Aber ich bräuchte mal ein paar gute Tipps für künstlich, weil ich`s mal ausprobieren will.


----------



## Steve Deluxe (20. September 2008)

*AW: belastbarkeit der angelschnur und der rutenspitze*

Ich nehme meistens etwa 12 cm große Wobbler oder gumifische.


----------



## Jerkman69 (20. September 2008)

*AW: belastbarkeit der angelschnur und der rutenspitze*

Natur ist immer gut. Wenn man aber nicht immer die Zeit und Geduld hat, sich mit Köfi ans Wasser zu setzen (so wie ich), sind Kunstköder eine echt gute Alternative. Nach langem rumprobieren hab ich mich dann fürs jerken enschieden. Das macht richtig Laune, bin damit erfolgreich und vor allem ist es noch nicht so verbreitet, zumindestens bei uns nicht.


----------



## Steve Deluxe (20. September 2008)

*Etwas ganz anderes*

Jetzt zu etwas ganz anderem.
Ihr kennt sicher alle das Problem:  Kurz vor dem nächsten Angeltripp braucht man noch ein paar Würmer, aber weil man vielleicht gerne am Sonntag fischen gehen würde, hat der Angelladen um die Ecke geschlossen.:r
Deshalb möchte ich jetzt selber Tauwürmer züchten.Kann mir einer erklären wie ich das preisgünstig und ohne viel Schmutz anstellen kann?


----------



## Steve Deluxe (20. September 2008)

*AW: belastbarkeit der angelschnur und der rutenspitze*

Was ist "jerken"


----------



## ToxicToolz (20. September 2008)

*AW: Etwas ganz anderes*



Steve Deluxe schrieb:


> Kurz vor dem nächsten Angeltripp braucht man noch ein paar Würmer, aber weil man vielleicht gerne am Sonntag fischen gehen würde, hat der Angelladen um die Ecke geschlossen.:r


 

Ähmm wenn Du nen "Pflanzen Kölle" bei Dir in der nähe hast kannste da auch Sonntags´Deine Köder kaufen gehen :m

Ähmm natürlich nur wenn se wie bei mir Sonntagsverkauf machen...

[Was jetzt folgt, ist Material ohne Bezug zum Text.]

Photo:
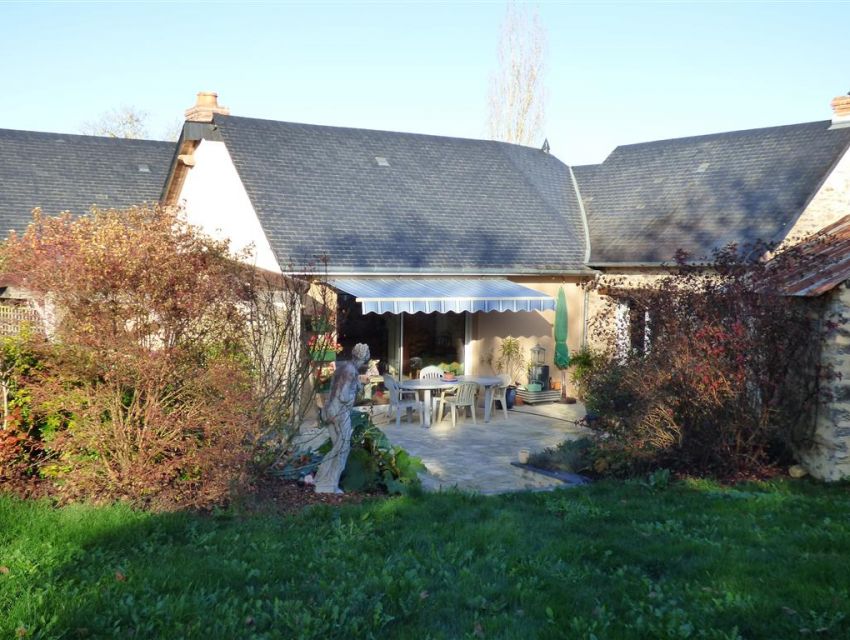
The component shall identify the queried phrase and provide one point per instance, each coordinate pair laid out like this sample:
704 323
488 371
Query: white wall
831 202
215 199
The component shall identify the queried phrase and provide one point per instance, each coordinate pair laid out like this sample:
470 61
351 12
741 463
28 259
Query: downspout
586 250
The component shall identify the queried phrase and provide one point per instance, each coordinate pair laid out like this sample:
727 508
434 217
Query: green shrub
452 367
582 365
573 456
375 464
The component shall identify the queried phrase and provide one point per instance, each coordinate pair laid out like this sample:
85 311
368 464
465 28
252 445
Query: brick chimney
840 112
205 108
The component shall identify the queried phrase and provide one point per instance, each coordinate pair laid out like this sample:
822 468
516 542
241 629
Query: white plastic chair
465 397
438 403
402 399
500 392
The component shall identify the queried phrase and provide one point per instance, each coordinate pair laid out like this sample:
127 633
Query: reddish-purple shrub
712 370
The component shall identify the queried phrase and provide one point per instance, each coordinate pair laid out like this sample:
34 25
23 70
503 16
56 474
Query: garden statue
337 415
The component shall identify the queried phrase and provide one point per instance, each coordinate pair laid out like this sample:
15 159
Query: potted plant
323 347
512 363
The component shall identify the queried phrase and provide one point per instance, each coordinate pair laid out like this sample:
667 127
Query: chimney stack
205 108
840 112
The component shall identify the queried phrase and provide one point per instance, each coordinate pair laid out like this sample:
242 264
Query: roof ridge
716 134
221 119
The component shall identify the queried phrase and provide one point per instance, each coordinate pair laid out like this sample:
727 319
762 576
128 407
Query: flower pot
510 397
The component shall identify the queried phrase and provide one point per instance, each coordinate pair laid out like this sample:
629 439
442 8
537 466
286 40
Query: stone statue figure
345 385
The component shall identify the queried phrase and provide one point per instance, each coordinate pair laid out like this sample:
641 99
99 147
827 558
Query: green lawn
609 561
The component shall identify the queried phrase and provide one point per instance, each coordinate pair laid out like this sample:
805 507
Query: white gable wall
215 200
831 202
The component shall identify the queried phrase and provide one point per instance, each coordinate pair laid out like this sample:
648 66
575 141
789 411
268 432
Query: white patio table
426 386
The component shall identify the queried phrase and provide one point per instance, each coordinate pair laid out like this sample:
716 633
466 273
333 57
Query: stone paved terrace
478 458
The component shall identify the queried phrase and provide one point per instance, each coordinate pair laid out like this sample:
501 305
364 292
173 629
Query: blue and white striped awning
430 295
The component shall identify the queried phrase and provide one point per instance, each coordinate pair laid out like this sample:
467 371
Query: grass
688 560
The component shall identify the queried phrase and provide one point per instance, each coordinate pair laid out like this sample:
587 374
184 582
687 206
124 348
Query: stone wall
829 456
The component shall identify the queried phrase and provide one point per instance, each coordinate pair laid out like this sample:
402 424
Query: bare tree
123 122
517 92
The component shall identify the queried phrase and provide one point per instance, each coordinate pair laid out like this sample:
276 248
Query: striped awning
432 295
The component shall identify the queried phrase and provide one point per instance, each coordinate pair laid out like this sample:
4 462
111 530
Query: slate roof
63 172
443 205
647 200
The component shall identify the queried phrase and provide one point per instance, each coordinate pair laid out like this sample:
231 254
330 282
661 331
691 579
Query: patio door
419 340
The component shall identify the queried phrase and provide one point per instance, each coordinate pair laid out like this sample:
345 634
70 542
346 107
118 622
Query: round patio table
426 386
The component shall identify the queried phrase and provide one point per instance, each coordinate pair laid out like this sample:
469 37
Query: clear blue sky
617 72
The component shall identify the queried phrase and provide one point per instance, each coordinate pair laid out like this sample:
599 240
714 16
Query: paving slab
477 457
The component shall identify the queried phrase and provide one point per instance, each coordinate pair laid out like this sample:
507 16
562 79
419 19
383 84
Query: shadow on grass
571 562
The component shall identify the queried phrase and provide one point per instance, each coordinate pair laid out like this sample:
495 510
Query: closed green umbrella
562 352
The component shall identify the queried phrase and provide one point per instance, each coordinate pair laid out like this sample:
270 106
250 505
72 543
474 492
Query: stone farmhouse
439 247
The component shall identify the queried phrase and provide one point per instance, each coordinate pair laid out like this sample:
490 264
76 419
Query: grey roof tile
442 204
646 201
64 172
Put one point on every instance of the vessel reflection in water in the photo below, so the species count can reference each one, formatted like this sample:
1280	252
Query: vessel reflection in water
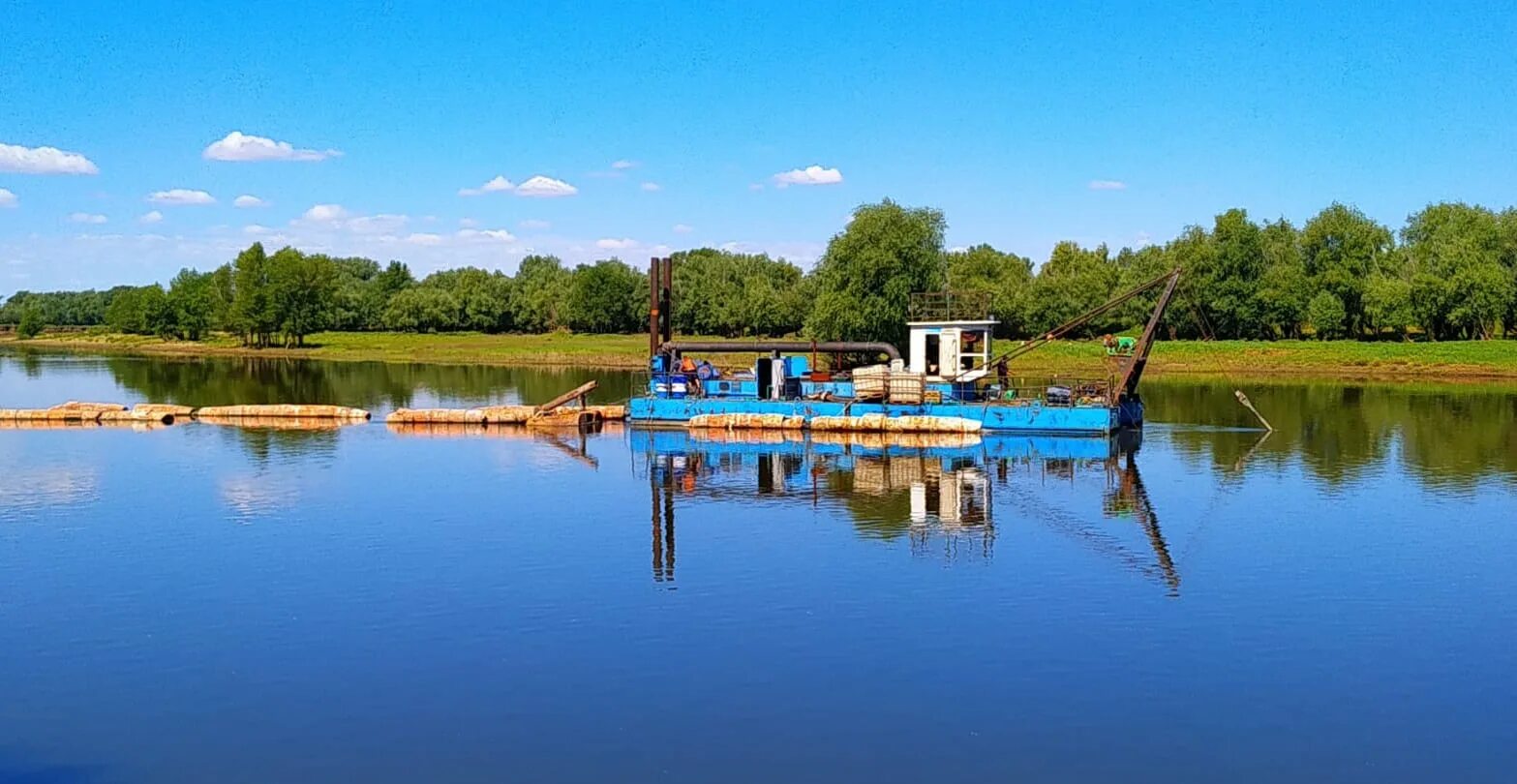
941	492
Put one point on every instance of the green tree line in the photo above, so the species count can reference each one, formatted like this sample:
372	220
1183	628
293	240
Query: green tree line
1449	273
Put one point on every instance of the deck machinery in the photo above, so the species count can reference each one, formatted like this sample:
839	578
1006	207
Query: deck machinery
950	372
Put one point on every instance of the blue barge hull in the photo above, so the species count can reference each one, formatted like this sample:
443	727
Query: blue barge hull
1032	419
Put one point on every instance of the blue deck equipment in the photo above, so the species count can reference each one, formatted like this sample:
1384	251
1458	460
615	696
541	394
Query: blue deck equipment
949	374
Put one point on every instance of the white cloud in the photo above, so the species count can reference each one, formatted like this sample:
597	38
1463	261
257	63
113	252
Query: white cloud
486	234
542	187
812	174
325	214
43	161
238	146
495	185
378	224
181	196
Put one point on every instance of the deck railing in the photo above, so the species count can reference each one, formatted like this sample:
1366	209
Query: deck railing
949	307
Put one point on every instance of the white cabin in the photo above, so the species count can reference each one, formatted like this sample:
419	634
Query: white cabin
950	350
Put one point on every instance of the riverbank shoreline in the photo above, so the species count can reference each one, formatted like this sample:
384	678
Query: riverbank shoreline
1464	361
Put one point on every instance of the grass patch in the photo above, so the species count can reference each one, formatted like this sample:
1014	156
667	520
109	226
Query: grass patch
1455	360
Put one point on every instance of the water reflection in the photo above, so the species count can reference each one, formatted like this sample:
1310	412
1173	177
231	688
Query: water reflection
1455	436
942	495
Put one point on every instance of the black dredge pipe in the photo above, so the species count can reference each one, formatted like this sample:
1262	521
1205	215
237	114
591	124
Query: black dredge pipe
789	346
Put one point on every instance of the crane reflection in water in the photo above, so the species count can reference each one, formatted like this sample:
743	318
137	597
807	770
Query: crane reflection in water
942	492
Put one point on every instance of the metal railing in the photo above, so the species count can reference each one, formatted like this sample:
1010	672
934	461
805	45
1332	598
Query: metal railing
949	307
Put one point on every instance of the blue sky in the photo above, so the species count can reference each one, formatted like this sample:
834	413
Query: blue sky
1026	123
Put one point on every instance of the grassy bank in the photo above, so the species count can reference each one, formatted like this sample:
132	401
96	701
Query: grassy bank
1463	360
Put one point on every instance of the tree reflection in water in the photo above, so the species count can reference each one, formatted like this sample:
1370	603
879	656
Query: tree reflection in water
939	493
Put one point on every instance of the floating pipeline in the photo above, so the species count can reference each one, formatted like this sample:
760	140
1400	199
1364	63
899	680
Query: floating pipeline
901	440
438	416
161	417
76	425
291	417
283	411
88	409
178	411
275	423
745	422
906	423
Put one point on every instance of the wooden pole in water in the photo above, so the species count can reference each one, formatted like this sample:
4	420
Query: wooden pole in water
1249	406
572	395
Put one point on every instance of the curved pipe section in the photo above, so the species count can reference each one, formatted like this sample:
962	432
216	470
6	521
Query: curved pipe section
792	346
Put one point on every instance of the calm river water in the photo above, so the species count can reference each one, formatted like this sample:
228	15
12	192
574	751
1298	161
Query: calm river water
1334	602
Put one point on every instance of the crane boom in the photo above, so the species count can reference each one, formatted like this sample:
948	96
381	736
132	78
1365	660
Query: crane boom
1173	278
1132	369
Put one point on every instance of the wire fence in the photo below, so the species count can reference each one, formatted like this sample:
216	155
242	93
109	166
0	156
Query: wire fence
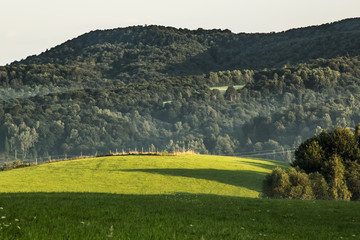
65	157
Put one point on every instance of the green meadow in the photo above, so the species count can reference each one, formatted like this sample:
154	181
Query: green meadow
161	197
223	89
140	174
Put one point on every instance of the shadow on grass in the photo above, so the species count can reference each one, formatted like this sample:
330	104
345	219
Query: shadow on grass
269	166
239	178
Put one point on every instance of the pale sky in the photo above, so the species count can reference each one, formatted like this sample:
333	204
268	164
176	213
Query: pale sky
29	27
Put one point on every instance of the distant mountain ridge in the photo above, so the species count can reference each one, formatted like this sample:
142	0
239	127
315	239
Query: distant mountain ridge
181	51
159	86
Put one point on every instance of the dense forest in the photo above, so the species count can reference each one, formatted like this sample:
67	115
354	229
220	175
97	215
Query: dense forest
160	88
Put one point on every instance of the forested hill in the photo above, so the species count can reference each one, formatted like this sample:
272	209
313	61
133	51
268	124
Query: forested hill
147	53
160	87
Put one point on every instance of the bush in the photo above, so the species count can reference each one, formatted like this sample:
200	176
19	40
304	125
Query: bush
276	184
319	186
300	185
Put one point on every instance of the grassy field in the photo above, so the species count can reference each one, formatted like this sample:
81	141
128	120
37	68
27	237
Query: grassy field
167	197
223	89
198	174
179	216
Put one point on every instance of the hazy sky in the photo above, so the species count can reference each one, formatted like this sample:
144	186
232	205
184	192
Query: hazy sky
29	27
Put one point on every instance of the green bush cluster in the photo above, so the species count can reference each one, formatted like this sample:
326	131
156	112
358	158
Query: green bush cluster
326	166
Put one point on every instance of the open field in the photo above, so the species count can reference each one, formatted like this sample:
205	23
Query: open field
223	89
181	216
197	174
161	197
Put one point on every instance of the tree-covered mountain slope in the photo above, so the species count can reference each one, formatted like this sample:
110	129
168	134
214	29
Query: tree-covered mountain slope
154	86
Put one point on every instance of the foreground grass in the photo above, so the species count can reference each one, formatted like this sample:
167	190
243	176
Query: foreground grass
197	174
179	216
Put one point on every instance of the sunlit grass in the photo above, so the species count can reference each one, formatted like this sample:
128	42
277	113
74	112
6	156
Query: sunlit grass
177	216
198	174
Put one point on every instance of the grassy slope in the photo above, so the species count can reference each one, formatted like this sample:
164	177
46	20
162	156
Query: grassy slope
182	216
65	215
198	174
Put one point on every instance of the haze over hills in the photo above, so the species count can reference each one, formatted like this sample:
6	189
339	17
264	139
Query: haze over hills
150	87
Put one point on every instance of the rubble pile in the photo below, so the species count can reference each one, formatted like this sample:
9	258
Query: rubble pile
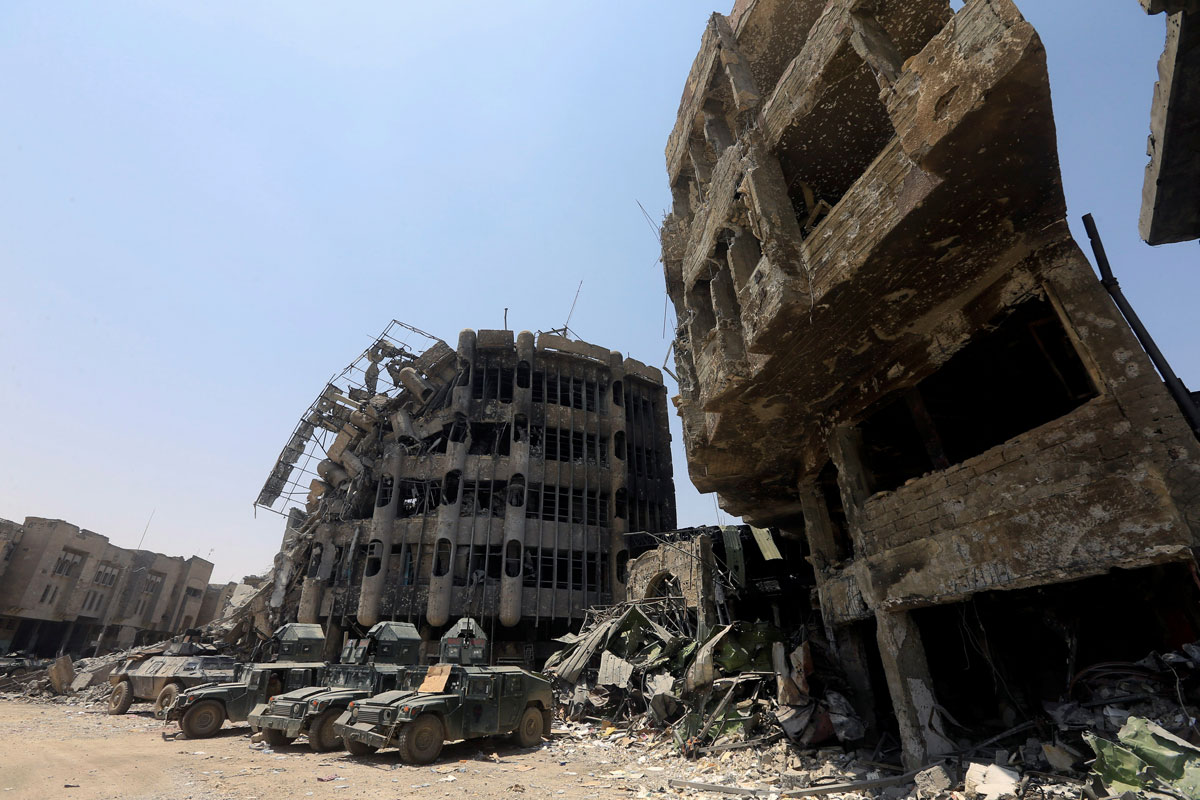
640	667
1164	689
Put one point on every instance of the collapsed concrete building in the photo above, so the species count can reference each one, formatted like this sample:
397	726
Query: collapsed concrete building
891	349
496	480
1170	196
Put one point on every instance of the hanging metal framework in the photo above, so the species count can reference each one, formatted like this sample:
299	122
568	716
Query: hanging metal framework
288	483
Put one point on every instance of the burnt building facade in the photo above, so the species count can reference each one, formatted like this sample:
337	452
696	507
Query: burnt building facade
66	589
493	480
891	348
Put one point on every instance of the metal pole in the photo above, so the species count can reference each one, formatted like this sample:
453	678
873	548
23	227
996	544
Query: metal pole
1174	385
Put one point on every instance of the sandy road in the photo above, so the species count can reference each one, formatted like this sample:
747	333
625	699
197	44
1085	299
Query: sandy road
60	751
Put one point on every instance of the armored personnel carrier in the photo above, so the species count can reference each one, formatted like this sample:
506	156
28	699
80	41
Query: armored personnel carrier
457	698
299	661
385	660
161	673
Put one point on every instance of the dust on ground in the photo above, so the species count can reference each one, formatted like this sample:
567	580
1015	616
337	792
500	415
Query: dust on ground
54	751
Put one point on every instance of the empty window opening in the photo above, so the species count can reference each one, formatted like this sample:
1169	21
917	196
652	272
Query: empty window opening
562	504
513	559
490	439
450	487
418	498
375	559
1020	374
743	253
383	494
821	156
492	382
442	557
516	491
978	650
831	494
483	499
558	444
699	304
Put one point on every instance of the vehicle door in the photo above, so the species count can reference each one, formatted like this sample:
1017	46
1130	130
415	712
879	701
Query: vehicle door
513	701
481	705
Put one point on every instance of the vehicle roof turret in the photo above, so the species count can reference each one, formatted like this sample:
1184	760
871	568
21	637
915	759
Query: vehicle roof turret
465	643
300	642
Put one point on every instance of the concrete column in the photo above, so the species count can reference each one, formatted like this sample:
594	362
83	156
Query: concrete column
312	590
817	527
618	476
437	611
911	687
383	521
513	576
851	645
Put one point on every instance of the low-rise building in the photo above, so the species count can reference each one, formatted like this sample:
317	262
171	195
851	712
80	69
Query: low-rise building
65	589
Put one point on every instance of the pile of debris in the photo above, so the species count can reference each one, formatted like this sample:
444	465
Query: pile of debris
641	666
1164	689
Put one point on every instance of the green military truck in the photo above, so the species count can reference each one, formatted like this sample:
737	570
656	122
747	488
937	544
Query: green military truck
299	661
457	698
160	673
385	660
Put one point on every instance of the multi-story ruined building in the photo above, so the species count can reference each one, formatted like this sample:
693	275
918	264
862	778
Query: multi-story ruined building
495	481
1170	196
891	347
64	589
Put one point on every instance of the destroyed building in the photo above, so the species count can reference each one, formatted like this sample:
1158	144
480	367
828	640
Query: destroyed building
65	589
891	348
1170	196
496	480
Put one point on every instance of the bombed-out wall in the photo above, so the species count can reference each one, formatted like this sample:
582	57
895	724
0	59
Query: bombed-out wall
889	346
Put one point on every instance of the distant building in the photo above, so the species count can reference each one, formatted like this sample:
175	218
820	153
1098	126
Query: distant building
496	480
64	589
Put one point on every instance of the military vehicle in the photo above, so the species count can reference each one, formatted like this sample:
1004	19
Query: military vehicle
457	698
161	673
299	661
385	660
16	665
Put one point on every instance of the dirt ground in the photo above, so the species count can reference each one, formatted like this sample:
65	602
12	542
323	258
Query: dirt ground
60	751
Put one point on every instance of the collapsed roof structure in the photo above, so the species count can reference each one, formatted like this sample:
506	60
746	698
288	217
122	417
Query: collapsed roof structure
1170	196
496	480
891	348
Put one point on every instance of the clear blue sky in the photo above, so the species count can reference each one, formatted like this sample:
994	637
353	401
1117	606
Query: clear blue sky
208	209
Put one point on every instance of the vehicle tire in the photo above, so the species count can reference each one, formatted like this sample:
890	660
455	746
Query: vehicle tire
203	720
322	737
420	740
355	747
121	698
166	697
276	738
531	728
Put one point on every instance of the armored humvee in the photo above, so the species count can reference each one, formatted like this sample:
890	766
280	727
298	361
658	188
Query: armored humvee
16	665
201	711
385	660
159	674
457	698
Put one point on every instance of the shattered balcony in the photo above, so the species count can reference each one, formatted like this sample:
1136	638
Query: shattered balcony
889	347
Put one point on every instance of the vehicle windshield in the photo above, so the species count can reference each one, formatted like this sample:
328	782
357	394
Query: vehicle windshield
349	678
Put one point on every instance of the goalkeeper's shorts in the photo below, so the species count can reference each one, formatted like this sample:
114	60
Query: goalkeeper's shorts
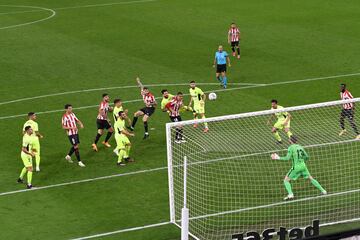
27	159
198	109
121	141
297	172
280	124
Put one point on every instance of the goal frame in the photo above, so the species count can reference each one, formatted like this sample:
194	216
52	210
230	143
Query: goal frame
171	125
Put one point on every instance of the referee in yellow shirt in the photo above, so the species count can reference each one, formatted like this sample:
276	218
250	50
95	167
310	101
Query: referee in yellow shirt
36	135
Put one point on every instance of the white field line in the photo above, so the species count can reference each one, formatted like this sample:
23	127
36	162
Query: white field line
156	169
274	204
218	90
122	231
73	7
84	181
53	13
105	4
117	87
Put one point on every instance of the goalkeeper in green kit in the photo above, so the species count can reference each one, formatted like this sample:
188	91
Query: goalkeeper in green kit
298	156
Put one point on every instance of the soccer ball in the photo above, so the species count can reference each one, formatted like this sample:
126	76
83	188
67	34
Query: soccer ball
212	96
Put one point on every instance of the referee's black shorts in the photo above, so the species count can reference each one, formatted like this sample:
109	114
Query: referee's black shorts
221	68
103	124
148	110
235	44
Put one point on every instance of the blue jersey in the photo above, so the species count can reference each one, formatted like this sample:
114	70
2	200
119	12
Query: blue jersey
221	57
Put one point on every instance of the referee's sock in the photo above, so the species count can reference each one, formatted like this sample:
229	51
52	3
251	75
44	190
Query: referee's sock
71	151
108	136
134	122
146	127
225	81
77	154
96	138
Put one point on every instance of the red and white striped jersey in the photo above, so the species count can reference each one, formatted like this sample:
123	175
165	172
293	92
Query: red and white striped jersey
346	95
234	34
104	106
175	106
149	99
70	120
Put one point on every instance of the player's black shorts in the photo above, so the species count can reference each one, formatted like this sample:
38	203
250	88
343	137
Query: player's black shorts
148	110
74	139
103	124
221	68
175	119
235	44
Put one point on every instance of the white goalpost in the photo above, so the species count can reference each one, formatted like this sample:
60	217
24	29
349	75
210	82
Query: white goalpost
224	182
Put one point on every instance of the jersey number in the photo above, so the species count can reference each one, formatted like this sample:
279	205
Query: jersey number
301	154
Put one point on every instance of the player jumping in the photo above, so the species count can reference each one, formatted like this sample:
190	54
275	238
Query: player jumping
348	112
221	58
298	156
103	122
283	121
174	107
147	111
123	144
234	39
198	97
36	134
69	123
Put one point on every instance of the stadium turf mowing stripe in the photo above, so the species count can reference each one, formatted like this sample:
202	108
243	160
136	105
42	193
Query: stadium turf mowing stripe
164	168
137	100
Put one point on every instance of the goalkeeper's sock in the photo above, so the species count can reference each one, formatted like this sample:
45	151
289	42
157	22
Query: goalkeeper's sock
22	174
288	187
205	124
289	134
317	185
29	177
277	136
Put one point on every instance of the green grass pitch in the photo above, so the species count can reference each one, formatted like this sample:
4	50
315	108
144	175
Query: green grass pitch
165	42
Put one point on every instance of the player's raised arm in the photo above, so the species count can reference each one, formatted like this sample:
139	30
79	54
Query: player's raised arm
288	118
141	86
228	60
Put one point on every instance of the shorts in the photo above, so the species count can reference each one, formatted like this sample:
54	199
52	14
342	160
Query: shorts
175	119
74	139
199	109
148	110
235	44
121	141
297	172
103	124
36	147
221	68
280	124
27	159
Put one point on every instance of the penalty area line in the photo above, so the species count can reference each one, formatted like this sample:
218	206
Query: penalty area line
123	230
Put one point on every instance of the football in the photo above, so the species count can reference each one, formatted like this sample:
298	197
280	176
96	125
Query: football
212	96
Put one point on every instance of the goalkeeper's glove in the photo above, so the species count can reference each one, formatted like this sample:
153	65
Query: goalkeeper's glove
275	156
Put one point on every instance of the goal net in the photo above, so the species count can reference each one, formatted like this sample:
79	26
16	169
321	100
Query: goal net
233	186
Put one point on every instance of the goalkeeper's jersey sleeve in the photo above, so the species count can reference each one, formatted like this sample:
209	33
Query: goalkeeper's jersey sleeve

Zum Thema Wurmzucht, nutze mal die Boardsuche da findest Du ne ganze Menge drüber. 

Gruß Mike


----------



## Steve Deluxe (20. September 2008)

*Andere Frage*

Etwas anderes würde mich noch interessieren.
Weil ich noch ziemlich neu hier bin weis ich noch nicht wie man ein neues Thema verfassen kann.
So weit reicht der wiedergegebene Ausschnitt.